Speaker:
Eduardo da Silva Neto (Yale)
Host:
Ar. Abanov
Location:
Address:
Mitchell Institute for Fundamental Physics & Astronomy
College Station, Texas 77843
In strongly correlated systems the strength of Coulomb interactions between electrons, relative to their kinetic energy, plays a central role in determining their emergent quantum many-body phases. In one manifestation of these correlations the electrons self-organize into periodic patterns known as charge density waves (CDW) or charge order. However, the exact form of the effective Coulomb interaction between electrons and how it can lead to other phases is still difficult to probe directly.
I will discuss our recent experiments for two cases of CDWs emerging from strong correlations.

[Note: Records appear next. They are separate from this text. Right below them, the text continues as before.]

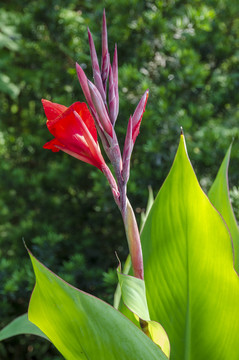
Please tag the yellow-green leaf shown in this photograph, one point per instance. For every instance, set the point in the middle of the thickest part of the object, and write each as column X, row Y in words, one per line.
column 191, row 285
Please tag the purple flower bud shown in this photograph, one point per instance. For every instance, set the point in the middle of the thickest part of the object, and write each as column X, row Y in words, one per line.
column 100, row 109
column 95, row 67
column 128, row 148
column 105, row 59
column 138, row 114
column 112, row 99
column 115, row 81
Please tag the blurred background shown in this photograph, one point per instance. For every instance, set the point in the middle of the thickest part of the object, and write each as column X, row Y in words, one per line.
column 185, row 52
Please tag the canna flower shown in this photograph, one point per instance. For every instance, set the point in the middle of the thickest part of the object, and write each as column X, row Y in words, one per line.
column 74, row 132
column 132, row 133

(1) In Bi2Sr2CaCu2O8+δ, a prototypical cuprate superconductor, we used resonant x-ray scattering to probe electronic correlations within the CuO2 plane. We discovered a dynamic quasi-circular pattern in the x-y scattering plane with a radius that matches the wave vector magnitude of the well-known static charge order [1]. This quasi-circular spectrum is likely a fingerprint of the interactions composed of (screened) short- and long-range Coulomb interactions, resulting in an effective non-monotonic potential (see figure).
(2) Despite several phenomenological parallels between the cuprates and Fe-based superconductors, a similar CDW phenomenon has not been established in the latter. We used scanning tunneling microscopy and spectroscopy to detect the presence of a short-range periodic electronic CDW pattern that breaks both translational and rotational symmetry in Fe(Se,S) [2]. Combining those results with angle-resolved photoemission experiments and theoretical calculations, we conclude that this CDW likely originates from orbital-selective strong electron correlations.
[1] F. Boschini, et al. Nature Communications 12, 597 (2021).
https://doi.org/10.1038/s41467-020-20824-7
[2] M. Walker, T. J. Boyle, et al. 2022 *under peer review.